Bacteria spread by ticks affected by humidity and mutual competition

Researchers at the University of Helsinki, the University of Zurich and the University of Exeter have carried out modelling on how environmental factors affect the occurrence of human-pathogenic bacteria found in the sheep tick (Ixodes ricinus), a tick species common in Europe.

The researchers collected sheep ticks in the Swiss Alps from valleys up to the limit of their area of distribution, identifying all possible pathogenic bacteria living inside the ticks. A number of Borrelia species, which cause Lyme borreliosis, and Rickettsia species, which cause spotted fever, were found in the ticks.

According to the researchers, the modelling did not show any single environmental factor to clearly promote or impair the pathogens. Individual pathogens borne by ticks had different reactions to their environmental conditions, which makes it difficult to assess the impact of climate change.

"For example, temperature has a negligible effect on the kinds of pathogenic bacteria ticks have. More significant are factors related to the humidity of the surroundings, such as the aspect and slope of the sites. Borrelia afzelii is more common in slopes facing north, which are more humid than the hotter southern ones, while the Rickettsia species were more prevalent in steeper slopes that are also drier due to stronger water run-off," explains Tuomas Aivelo, a postdoctoral researcher at the Faculty of Biological and Environmental Sciences, University of Helsinki.

Collecting samples from different elevational gradients is a practical way of studying the effects of environmental conditions.

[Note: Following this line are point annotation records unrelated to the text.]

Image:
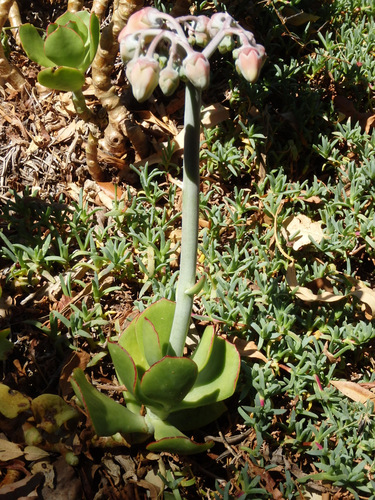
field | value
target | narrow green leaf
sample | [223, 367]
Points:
[33, 45]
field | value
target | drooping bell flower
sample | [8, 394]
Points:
[197, 70]
[249, 63]
[143, 76]
[169, 80]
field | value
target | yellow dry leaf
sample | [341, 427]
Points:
[9, 450]
[301, 229]
[353, 391]
[248, 349]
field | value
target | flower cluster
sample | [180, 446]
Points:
[158, 50]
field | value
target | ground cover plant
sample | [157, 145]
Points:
[286, 246]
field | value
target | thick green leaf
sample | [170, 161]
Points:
[107, 416]
[94, 35]
[67, 79]
[33, 45]
[202, 353]
[151, 343]
[160, 314]
[65, 47]
[81, 27]
[181, 445]
[124, 366]
[169, 438]
[217, 381]
[195, 418]
[129, 341]
[169, 380]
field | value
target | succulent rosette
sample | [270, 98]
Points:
[66, 51]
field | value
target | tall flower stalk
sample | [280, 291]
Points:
[168, 393]
[158, 49]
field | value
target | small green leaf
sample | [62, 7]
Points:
[217, 381]
[125, 367]
[70, 19]
[160, 314]
[33, 45]
[65, 47]
[129, 341]
[66, 79]
[196, 418]
[169, 380]
[151, 343]
[181, 445]
[169, 438]
[107, 416]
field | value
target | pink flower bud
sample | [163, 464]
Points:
[168, 80]
[143, 75]
[197, 70]
[140, 20]
[249, 63]
[128, 47]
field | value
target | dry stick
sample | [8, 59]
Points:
[119, 123]
[15, 21]
[8, 73]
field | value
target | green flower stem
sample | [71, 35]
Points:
[80, 106]
[190, 208]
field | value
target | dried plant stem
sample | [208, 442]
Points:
[8, 72]
[92, 154]
[80, 106]
[74, 5]
[102, 66]
[190, 210]
[15, 21]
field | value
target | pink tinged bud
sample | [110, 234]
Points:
[128, 47]
[140, 20]
[226, 44]
[249, 63]
[197, 70]
[143, 75]
[216, 23]
[168, 81]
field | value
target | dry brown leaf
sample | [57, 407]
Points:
[9, 450]
[353, 391]
[366, 295]
[304, 228]
[214, 114]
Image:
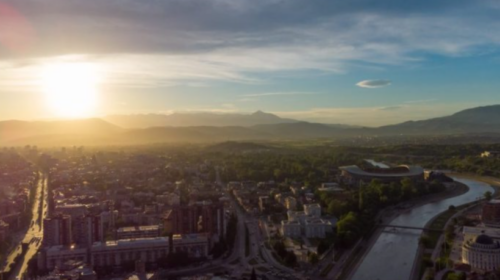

"Despite the short distances, ticks from varying habitats are easily comparable. A change of a single kilometre in the vertical is the equivalent of a roughly 1,000-kilometre transition between south and north. In the lowest reaches of the study area, the average temperature corresponds with a hotter than average Finnish summer day, whereas the summer temperatures in the upper reaches of the area over a kilometre higher resemble an average summer in central Finland."

The researchers found that the ticks were likely to be infected with many pathogens simultaneously. In other words, they may promote co-infection.

"On the other hand, ticks infected with Spiroplasma bacteria had much fewer human pathogens, such as Borrelia bacteria. A Spiroplasma infection is known to protect mosquitos against many parasites and pathogens, making a similar phenomenon possible also in ticks," Aivelo points out.